Fine tuning with tensorflow

After running fine tuning , but the accuracy became worse after training. I don’t know why.
My network is very simple, just one layer, the training set is mnist. After training, the weight didn’t change, but the bias changed significantly.

  1. this is the model

    inputs = Input((IMG_SIZEX, IMG_SIZEY))
    x = Flatten()(inputs)
    output = Dense(10, activation = ‘softmax’)(x)
    model = Model(inputs, output)
    optimizer = Adam(lr=0.001)
    loss_fn = tf.keras.losses.CategoricalCrossentropy(from_logits=False)
    model.compile(optimizer = optimizer,
    loss = loss_fn, metrics=[‘accuracy’])

2)The fine tuning code is below.

def training_helper(sim, generator):
g = sim.session.graph
sess = sim.session
with g.as_default():
x = sim.session.graph.get_tensor_by_name(“input_2:0”)
y = g.get_tensor_by_name(“dense_1/Softmax:0”)
#fc1_w = g.get_tensor_by_name(“/ReadVariableOp:0”)

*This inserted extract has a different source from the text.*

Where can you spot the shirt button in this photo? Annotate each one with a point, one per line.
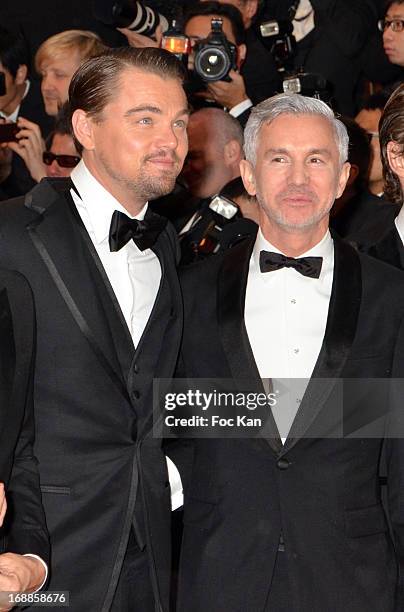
(283, 463)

    ce = g.get_tensor_by_name("loss/dense_1_loss/softmax_cross_entropy_with_logits/Reshape:0")
    # Using Adam optimizer
    train_step = tf.compat.v1.train.AdamOptimizer(1e-3, name="TempAdam").minimize(ce)
    graph_eval.initialize_uninitialized_vars(sess)
    # Input data for MNIST
    # Using 100 iterations and batch of size 100
    for j in range(10):
        for i in range(600):
            inputdata= x_train[i*100:i*100+100,:,:]
            outputdata = y_train[i*100:i*100+100]
            outputdata = tf.keras.utils.to_categorical(outputdata, 10)

            sess.run(train_step, feed_dict={x: inputdata, y:outputdata})

Thanks for the question @cvipdnn,

I think you will need to do some experiments with changing the learning rate. One rule of thumb - the starting learning rate for fine-tuning should be on the same order as the ending learning rate from training.

So, if you started at a 0.001 learning rate when training and then over time reduced that learning rate to say 0.00001. Then use that 0.00001 as a starting guideline for fine-tuning. Some intuition needs to be applied on top of this. To raise or lower this rate.

With too high a learning rate during fine-tuning we have seen models have difficulty converging.

Thanks. I refer to the sample code under nightlyTest/tensorflow and rewrote the code. It worked well. Three suggestions:

  1. In document, tell the user these sample code.
    2)Tensorflow 1.x is not easy to use, tensorflow 2.x will be much helpful.
  2. so far, only supports down to 4 bits, how about 2 bits.

Thanks.

Thanks @cvipdnn

For #1 - can you please fix the docs and create a pull request?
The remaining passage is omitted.